Today’s Machine Learning challenge: automating automation

Dario Martinez

2018-07-04 10:00:06
Reading Time: 4 minutes

Applying traditional Data Science pipelines to real-world business is extremely time-consuming, resource-intensive and challenging. It requires a number of multidisciplinary experts, including Data Scientists and Data Engineers, which are two of the most demanding positions in the job market right now. Furthermore, when deploying a model in a changing production environment, the most suitable Machine Learning (ML) algorithm selection may vary over time, making the trained model outdated as the data inputs change. In this scenario, comprehensive automation of the algorithm selection and hyper-parameter tuning is crucial in developing, optimising and deploying a ML-based application that can be applied as an enterprise solution.

Data Scientists are usually swamped with tedious workloads that involve repetitive tasks that must be completed (or programmed) “manually”. Anyone involved in Data Analysis projects can agree with me in saying that, in a typical data pipeline, there are repetitive parts that could be automated.
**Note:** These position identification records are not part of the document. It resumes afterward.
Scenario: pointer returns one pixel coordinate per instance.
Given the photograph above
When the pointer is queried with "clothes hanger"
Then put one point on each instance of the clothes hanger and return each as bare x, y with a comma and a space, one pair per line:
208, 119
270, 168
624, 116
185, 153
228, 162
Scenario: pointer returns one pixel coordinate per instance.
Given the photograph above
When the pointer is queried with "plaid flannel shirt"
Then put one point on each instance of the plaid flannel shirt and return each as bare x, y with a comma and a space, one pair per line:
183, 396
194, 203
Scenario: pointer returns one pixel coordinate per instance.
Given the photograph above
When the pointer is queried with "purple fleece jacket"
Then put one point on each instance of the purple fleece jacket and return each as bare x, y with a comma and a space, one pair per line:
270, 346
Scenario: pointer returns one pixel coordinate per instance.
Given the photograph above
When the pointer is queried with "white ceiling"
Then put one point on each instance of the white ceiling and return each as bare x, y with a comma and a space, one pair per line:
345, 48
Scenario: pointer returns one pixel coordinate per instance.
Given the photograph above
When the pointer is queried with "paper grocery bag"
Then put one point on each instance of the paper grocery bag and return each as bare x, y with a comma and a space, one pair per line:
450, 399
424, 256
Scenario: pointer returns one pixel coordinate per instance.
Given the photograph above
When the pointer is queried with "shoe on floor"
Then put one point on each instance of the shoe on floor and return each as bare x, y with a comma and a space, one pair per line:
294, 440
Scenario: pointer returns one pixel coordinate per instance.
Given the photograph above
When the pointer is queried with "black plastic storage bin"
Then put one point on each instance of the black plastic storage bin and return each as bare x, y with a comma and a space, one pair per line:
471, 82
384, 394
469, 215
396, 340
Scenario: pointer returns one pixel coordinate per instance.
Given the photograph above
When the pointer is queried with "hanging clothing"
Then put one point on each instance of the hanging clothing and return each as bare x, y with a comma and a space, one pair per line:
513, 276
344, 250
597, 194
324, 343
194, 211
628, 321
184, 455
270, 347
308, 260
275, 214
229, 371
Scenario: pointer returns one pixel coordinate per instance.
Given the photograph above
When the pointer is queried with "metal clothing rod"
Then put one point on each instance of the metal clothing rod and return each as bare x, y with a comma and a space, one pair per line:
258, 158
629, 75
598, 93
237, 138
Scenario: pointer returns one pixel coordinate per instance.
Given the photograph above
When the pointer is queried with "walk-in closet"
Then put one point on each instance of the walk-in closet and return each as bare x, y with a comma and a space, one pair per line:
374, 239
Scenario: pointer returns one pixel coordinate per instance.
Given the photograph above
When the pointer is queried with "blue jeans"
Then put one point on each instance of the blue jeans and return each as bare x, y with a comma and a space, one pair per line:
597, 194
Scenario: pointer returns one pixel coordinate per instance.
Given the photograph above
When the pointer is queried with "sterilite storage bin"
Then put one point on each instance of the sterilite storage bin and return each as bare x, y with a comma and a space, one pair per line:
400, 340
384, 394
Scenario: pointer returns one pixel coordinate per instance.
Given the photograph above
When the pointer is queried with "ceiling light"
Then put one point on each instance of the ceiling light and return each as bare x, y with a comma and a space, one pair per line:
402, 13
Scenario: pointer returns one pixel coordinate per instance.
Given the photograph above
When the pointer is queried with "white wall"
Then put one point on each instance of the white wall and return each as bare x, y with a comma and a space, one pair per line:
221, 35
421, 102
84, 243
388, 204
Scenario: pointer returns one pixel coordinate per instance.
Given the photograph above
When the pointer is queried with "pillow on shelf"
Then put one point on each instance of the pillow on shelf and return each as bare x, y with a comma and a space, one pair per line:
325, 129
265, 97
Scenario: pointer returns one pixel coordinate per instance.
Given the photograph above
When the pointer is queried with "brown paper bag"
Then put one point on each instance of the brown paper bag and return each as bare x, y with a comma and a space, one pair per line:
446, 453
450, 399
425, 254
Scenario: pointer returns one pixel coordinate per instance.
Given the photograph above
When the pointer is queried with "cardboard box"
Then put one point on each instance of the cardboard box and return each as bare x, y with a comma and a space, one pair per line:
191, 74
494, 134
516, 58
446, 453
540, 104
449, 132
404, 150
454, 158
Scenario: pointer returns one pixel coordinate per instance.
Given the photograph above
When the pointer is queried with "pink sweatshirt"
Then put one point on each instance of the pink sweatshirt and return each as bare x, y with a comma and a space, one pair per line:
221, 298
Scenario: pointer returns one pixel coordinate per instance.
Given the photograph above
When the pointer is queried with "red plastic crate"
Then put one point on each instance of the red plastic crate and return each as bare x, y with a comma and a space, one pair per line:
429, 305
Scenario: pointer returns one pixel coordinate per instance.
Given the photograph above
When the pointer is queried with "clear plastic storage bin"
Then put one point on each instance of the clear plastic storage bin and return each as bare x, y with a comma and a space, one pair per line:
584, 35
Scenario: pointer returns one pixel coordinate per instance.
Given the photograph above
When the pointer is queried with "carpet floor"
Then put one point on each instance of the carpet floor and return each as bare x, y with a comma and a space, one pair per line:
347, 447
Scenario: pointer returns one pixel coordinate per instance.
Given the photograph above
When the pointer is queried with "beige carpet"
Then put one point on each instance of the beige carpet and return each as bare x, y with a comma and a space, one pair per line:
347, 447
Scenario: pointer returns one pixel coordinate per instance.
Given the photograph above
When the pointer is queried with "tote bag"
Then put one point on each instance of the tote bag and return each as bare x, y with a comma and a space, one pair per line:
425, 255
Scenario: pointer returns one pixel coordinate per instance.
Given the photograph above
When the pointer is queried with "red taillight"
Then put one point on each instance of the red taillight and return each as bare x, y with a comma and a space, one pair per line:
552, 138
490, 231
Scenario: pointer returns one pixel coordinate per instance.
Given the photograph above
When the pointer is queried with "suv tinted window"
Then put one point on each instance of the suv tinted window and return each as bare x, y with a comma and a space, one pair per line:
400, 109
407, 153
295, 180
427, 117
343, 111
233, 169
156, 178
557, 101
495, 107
This does not mean that automation is going to substitute jobs, but automation can certainly make current data related positions more efficient. By automating the most mechanical tasks, Data Scientists can focus on more complex or creative aspects of data analysis. Automation is also very relevant to “ever-expanding” Big Data collections, for which the cost of developing, scoring, validating and deploying the variety of possible models is just too much for any small to medium-sized data team.

Automated Machine Learning (AutoML) is a new, ambitious and growing technology that aims to automise every step in a Data Mining pipeline. AutoML is the new kid on the block of Data Science research. It aims to accelerate the process of developing, evaluating and refining ML models by offering developers a toolkit. These tools use various approaches, including, but not limited to, specialised ML models themselves. In some aspects, this can be interpreted as ML algorithms that teach systems how to do ML using the best approach, which is a very innovative methodology.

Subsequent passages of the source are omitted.